A sow polar bear rests with her cubs on the pack ice in the Beaufort Sea in northern Alaska.AP photo
ANCHORAGE, Alaska — The polar bear can be found in just one place in America – Alaska – and is perhaps as much a symbol of the state as, say, alligators are of Florida. So you might think Alaska’s politicians would be pounding on doors in Washington to protect it.
You’d be wrong.
As the federal government decides whether to list polar bears as threatened under the Endangered Species Act, Gov. Sarah Palin and the state’s Republican congressional delegation are solidly opposed to the idea.
Listing the polar bear would trigger a plan to protect the shrinking Arctic sea ice. And that, Alaskans fear, could dim chances for a proposed project that could bring the state’s next big boom: a natural gas pipeline that would tap the North Slope’s vast reserves.
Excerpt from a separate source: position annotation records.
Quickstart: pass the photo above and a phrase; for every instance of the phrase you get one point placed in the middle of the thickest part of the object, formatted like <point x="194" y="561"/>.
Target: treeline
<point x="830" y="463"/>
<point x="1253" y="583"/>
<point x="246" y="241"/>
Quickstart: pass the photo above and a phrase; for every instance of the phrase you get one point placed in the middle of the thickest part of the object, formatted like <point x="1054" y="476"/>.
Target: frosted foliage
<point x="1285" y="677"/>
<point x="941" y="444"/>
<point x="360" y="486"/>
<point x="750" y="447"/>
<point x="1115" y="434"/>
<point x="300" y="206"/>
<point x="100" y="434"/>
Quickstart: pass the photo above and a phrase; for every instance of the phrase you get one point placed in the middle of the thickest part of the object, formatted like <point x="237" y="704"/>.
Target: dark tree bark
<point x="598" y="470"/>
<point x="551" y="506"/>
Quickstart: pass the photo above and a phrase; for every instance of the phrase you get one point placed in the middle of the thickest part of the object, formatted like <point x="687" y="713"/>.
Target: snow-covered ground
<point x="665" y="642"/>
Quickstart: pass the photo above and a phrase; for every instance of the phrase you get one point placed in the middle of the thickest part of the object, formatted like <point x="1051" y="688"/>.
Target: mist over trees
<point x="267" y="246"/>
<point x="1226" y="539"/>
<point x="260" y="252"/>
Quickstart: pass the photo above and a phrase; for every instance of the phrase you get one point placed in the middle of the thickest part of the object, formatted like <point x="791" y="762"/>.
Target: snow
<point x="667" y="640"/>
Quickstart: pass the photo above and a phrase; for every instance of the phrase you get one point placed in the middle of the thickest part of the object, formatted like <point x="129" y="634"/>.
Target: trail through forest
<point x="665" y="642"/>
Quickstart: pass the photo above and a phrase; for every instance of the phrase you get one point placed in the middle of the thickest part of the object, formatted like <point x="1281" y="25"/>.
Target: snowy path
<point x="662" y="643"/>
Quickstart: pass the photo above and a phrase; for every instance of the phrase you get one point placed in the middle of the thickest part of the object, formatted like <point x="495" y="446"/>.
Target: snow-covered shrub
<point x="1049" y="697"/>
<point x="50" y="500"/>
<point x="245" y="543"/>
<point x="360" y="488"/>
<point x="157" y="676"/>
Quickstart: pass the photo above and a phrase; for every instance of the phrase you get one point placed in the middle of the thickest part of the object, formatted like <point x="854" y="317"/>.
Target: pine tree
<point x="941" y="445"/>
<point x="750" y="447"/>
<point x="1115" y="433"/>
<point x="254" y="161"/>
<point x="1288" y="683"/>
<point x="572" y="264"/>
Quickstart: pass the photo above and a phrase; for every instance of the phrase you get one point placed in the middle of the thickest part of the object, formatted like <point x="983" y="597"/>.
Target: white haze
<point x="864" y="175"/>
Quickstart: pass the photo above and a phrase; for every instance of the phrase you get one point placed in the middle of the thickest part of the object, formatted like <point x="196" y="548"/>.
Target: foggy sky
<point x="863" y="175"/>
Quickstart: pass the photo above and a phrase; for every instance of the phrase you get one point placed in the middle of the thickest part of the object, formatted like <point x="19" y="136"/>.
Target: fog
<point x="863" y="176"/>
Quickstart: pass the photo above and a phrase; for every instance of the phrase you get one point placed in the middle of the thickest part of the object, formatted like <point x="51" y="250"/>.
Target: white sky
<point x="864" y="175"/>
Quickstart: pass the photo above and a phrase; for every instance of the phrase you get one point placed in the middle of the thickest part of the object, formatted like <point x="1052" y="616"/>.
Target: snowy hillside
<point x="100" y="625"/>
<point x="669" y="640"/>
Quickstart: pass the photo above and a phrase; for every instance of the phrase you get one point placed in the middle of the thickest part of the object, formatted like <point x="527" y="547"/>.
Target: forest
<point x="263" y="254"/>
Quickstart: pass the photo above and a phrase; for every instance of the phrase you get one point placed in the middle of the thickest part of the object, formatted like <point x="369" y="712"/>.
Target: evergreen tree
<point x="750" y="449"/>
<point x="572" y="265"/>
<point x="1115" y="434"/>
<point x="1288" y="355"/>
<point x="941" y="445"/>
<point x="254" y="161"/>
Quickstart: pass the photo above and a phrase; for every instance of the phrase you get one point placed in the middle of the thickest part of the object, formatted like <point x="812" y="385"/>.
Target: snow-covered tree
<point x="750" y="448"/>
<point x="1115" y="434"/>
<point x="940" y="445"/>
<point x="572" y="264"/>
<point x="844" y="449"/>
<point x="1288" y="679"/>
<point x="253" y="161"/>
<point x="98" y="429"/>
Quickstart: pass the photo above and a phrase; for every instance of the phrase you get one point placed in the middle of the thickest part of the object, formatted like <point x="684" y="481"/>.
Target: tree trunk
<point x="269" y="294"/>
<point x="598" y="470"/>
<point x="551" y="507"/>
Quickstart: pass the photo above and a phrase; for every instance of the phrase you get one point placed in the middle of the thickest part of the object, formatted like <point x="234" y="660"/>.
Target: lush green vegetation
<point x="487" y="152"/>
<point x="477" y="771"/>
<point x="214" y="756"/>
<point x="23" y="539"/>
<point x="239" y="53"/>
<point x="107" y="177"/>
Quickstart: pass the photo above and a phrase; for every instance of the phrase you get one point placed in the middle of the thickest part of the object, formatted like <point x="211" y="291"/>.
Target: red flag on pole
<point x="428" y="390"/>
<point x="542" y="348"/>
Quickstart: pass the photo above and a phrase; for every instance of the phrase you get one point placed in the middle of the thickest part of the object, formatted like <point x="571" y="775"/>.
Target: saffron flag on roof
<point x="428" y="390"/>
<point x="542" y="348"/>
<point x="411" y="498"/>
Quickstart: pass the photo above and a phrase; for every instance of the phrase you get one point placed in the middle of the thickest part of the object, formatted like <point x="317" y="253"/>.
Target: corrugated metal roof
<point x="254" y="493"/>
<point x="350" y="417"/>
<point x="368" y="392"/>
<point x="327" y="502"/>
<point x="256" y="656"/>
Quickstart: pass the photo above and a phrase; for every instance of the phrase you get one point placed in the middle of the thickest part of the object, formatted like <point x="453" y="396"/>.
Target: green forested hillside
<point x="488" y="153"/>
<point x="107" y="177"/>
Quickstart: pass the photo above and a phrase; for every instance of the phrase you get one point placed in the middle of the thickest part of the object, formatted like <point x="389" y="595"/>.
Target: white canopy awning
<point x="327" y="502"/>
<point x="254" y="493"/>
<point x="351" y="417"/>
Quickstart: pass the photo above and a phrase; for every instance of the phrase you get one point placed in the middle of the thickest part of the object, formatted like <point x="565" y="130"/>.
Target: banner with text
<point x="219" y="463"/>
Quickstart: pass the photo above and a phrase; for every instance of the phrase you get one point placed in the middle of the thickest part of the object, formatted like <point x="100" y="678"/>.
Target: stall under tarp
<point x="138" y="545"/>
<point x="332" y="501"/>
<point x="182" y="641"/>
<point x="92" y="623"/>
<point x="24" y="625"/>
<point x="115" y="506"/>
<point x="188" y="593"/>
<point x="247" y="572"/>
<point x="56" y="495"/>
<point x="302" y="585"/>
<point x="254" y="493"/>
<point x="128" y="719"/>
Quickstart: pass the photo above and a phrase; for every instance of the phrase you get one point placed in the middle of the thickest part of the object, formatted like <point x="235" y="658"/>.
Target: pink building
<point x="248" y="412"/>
“This is yet another example of how a law with the best of intentions has been subverted by the lawyers for the extreme environmental organizations and the liberal Democratic leadership,” Rep. Don Young said.
Alaska’s elected officials reject climate models that predict a complete summer meltdown of the polar ice cap by 2030 or sooner. They also dispute a U.S. Geological Survey study that predicts polar bears in Alaska could be wiped out by 2050.
Listing polar bears as threatened “would establish a dangerous precedent based on mathematical models instead of biological observations,” Sen. Ted Stevens said Tuesday.
Similarly, Alaska political leaders have ardently supported the opening of the Arctic National Wildlife Refuge to oil drilling, despite strong opposition from environmentalists and politicians in the Lower 48. The issue is still before Congress.
Andrew Wetzler of Natural Resources Defense Council, one of the groups that sued to protect polar bears, said the state’s position, scientifically speaking, is “mostly gibberish” and “motivated by economic concerns and political concerns.”
He said that there is considerable evidence of a decline in polar bears in Canada and Alaska – with some of the animals starving, turning to cannibalism and drowning – and that most scientists believe the drop-off is directly related to the loss of sea ice.
The U.S. Fish and Wildlife Service missed its Jan. 9 deadline for a decision on the polar bear. Director Dale Hall said that the agency had never declared a species threatened or endangered because of climate change and that it needed more time to “do it right and have it explained properly to the public.”